These protocols have been widely adopted in clinical practice and have significantly improved the diagnostic yield of cardiac CT for mass evaluation. Depending on the clinical question, Lopez-Mattei and colleagues [22] recommend tailoring the acquisition parameters to maximize diagnostic information while minimizing radiation exposure. For example, for suspected thrombi, a delayed phase acquisition (approximately 2 minutes after contrast administration) significantly improves detection sensitivity.
3.2.3.2 Advanced CT Technologies for Tissue Characterization
Dual-energy CT (DECT) significantly enhances tissue characterization by analyzing how tissues attenuate X-rays at different energy levels. Eberhard et al. (2024) [23] demonstrated that DECT improved diagnostic confidence compared to conventional CT. Studies have shown that DECT achieved 88% diagnostic accuracy for differentiating benign from malignant masses, with 93% specificity for lipomatous tumors.
Spectral CT, an evolution of DECT, further enhances tissue discrimination. Hong et al. (2018) [24] demonstrated in 41 patients that dual-energy CT achieved 67% sensitivity and 79% specificity for differentiating thrombi from neoplasms. Their analysis revealed significantly lower normalized iodine concentration in thrombi compared to neoplasms (1.79 0.26 vs. 2.98 0.23, p = 0.002), yielding an area under the ROC curve of 0.77. The utility of CT for thrombus identification is demonstrated in Fig. 3, which shows the characteristic imaging features that enable reliable differentiation from cardiac tumors.

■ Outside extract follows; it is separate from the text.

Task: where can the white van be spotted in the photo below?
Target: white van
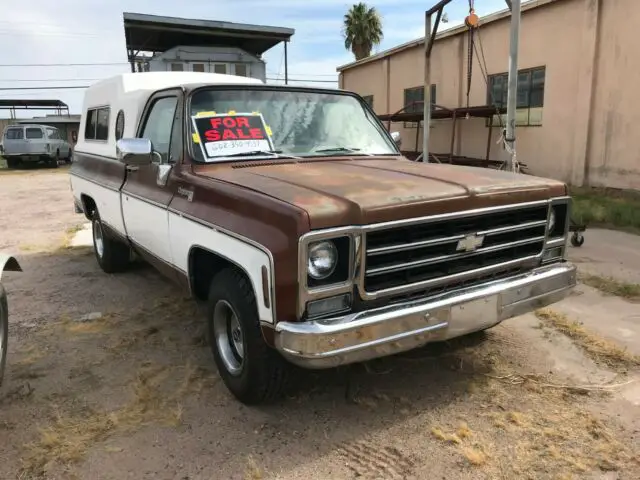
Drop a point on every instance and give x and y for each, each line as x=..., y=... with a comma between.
x=34, y=143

3.2.3.3 Clinical Applications and Diagnostic Performance
CT coronary angiography offers the unique advantage of simultaneously evaluating coronary artery disease and cardiac masses, an important consideration in preoperative planning [25]. D’Angelo et al. (2020) [26] conducted a cohort study involving 60 patients that demonstrated CT achieved high sensitivity and specificity for differentiating between benign and malignant cardiac masses. Studies have identified several CT features highly predictive of malignancy:
- Irregular borders (odds ratio [OR] 4.8, 95% CI: 2.3–9.7);
- Heterogeneous enhancement (OR 3.6, 95% CI: 1.9–6.8);
- Involvement of more than one cardiac chamber (OR 5.2, 95% CI: 2.6–10.1);
- Contrast enhancement 50 Hounsfield units (OR 2.7, 95% CI: 1.4–5.3);
- Invasion of adjacent structures (OR 7.3, 95% CI: 3.4–15.9).
Additionally, CT excels in detecting calcification within masses, a feature often associated with specific pathologies such as fibromas or hemangiomas. The presence and pattern of calcification can be pathognomonic for certain entities—for example, the “popcorn” pattern of calcification often seen in cardiac fibromas.
Lopez-Mattei et al. (2021) [27] established a systematic approach to the differential diagnosis of cardiac masses on CT, providing radiologists with specific imaging features that distinguish between various pathologies. Their comprehensive analysis categorized cardiac masses based on location, enhancement patterns, and associated features, creating a structured algorithmic approach to diagnosis. For example:
- Left atrial masses with low attenuation and no enhancement most likely represent thrombi;
- Intramyocardial masses with fat attenuation suggest lipomas;
- Pericardial masses with high attenuation on non-contrast CT typically represent hematomas or calcified lesions;
- Masses involving the right heart with invasion into the pulmonary veins are highly suspicious for angiosarcoma.
This systematic approach has improved diagnostic accuracy and communication between radiologists and clinicians, facilitating more precise diagnosis and treatment planning.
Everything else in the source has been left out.